原発 緊急情報(35) 春休みの終わり 判断-2

春休みの終わりにどう判断すべきすべきかという参考にしていただくために、緊急情報34で、簡単な計算を紹介いたしました。
その後多くの方からご質問を受けたので、一部、ご返事申し上げます
・・・・・・・・・
福島県の海岸線、及び茨城県の北部の海岸線まで、政府から発表される放射線の値が少し低くても、お子さんのいる家庭は避難したほうがいいとわたくしは考えています。
実は、次の図を見ていただくとわかります。


この図は3月23日に原子力安全委員会から発表された図ですが、原発から漏れて出るのは「光のように四方八方に行く放射線」ではなく、ホワッと上空に上がって風で飛んでいく放射性物質(粒子)です。

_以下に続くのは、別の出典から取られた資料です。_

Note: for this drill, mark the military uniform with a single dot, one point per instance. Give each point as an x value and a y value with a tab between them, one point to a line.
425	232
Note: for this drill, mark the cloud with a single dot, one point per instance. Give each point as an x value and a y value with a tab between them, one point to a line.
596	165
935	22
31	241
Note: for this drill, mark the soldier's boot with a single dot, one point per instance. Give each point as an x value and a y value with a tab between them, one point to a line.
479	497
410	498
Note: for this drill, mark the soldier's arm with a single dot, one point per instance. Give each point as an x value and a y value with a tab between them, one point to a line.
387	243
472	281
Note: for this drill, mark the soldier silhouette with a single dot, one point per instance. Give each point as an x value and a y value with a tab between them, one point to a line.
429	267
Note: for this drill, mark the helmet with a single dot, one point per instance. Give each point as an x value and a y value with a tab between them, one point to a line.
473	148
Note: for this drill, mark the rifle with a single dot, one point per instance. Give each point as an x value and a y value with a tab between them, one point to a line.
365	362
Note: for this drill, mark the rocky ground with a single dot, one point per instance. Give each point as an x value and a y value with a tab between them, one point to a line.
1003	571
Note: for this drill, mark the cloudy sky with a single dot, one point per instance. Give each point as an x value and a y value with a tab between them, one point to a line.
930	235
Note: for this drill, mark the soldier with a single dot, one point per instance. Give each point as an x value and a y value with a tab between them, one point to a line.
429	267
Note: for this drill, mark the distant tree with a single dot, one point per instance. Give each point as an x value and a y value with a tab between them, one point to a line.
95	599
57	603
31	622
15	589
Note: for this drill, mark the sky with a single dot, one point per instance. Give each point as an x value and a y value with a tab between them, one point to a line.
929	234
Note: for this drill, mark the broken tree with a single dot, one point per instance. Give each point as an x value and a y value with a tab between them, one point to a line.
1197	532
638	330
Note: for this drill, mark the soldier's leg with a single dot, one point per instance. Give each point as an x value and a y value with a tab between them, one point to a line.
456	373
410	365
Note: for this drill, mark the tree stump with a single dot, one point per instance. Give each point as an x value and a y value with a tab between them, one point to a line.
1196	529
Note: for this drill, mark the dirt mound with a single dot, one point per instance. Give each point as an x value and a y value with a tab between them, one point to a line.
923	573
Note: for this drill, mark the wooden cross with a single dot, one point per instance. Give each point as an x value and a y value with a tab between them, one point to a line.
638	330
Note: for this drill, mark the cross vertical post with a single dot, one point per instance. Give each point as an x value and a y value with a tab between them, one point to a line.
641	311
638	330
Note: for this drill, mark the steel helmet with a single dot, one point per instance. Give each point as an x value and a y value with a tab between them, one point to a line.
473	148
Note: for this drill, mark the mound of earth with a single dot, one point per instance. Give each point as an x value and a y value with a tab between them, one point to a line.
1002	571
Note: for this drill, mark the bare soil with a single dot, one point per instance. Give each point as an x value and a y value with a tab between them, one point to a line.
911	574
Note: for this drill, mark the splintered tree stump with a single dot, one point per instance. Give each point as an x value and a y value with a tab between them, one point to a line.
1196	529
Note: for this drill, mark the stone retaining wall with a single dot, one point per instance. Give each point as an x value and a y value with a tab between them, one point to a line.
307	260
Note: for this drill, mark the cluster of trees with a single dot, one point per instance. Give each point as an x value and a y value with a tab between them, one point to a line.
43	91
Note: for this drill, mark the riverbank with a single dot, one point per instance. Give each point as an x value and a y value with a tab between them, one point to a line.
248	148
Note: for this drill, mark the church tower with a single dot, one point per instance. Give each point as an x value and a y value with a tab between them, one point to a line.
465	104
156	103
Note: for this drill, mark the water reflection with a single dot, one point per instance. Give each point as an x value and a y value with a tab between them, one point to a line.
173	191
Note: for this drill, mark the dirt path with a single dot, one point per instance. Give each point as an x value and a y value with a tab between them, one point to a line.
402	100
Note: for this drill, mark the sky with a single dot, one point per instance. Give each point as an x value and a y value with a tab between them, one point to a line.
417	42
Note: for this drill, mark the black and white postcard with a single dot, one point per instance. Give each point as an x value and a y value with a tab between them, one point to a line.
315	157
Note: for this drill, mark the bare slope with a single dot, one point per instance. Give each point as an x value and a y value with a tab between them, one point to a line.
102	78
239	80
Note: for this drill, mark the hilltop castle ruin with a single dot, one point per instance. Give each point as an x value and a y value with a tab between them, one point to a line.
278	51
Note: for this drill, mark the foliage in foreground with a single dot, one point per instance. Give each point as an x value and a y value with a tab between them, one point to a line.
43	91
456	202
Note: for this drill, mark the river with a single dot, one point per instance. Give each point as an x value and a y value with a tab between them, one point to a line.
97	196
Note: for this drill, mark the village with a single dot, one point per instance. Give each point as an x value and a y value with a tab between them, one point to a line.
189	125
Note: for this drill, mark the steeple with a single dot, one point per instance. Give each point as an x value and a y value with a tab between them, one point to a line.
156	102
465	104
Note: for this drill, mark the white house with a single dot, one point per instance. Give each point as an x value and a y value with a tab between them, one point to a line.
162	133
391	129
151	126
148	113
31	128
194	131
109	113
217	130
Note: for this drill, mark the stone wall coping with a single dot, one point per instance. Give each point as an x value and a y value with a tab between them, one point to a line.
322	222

この図ですと、北北西と南に放射性ヨウ素が飛んでいます.
そしてその濃度は、1歳児の甲状腺の場合、いわき市や伊達市で100マイクロ シーベルトの及んでいて、発表される放射線量の50倍にもあたります。
この測定は事実ですから。もしこの地域に1才から5才程度のお子さんを持ちの人は、甲状腺が異常をきたす可能性が高いので、赤ちゃんのことを考えれば、是非とも移動してもらいたいとわたくしは思っています。
その点でぎりぎりの境界を決めるのが大変に難しいのです。
おもに風向きによりますが、風向きが少し変わりますと、汚染の領域が変化すると思われるからです。
・・・・・・
第2番目はテレビでも報道しているように福島原発のところにある「放射能が極めて高い水」のことです。
このことについて、原子力保安院等は「びっくりした。どこから来たかを調査する」と言ってますけども、予測できることで、すでにわたくしのブログでは、織り込み済みで計算方法を書いています。
1週間程前から原子炉には継続的に水が注入されました。その一部は空気中に水蒸気となって飛散し、それが継続的な空間の汚染源になっています。
原子炉建屋の床にたまった水は、原子炉、格納容器、貯蔵プール等を通って下に落ちていますから、相当濃い放射性物質を含むと考えられます。
テレビでは、通常の原発中の水の1000万倍と言っていましたが、それぐらいは当然考えられます。特にびっくりする値ではありません。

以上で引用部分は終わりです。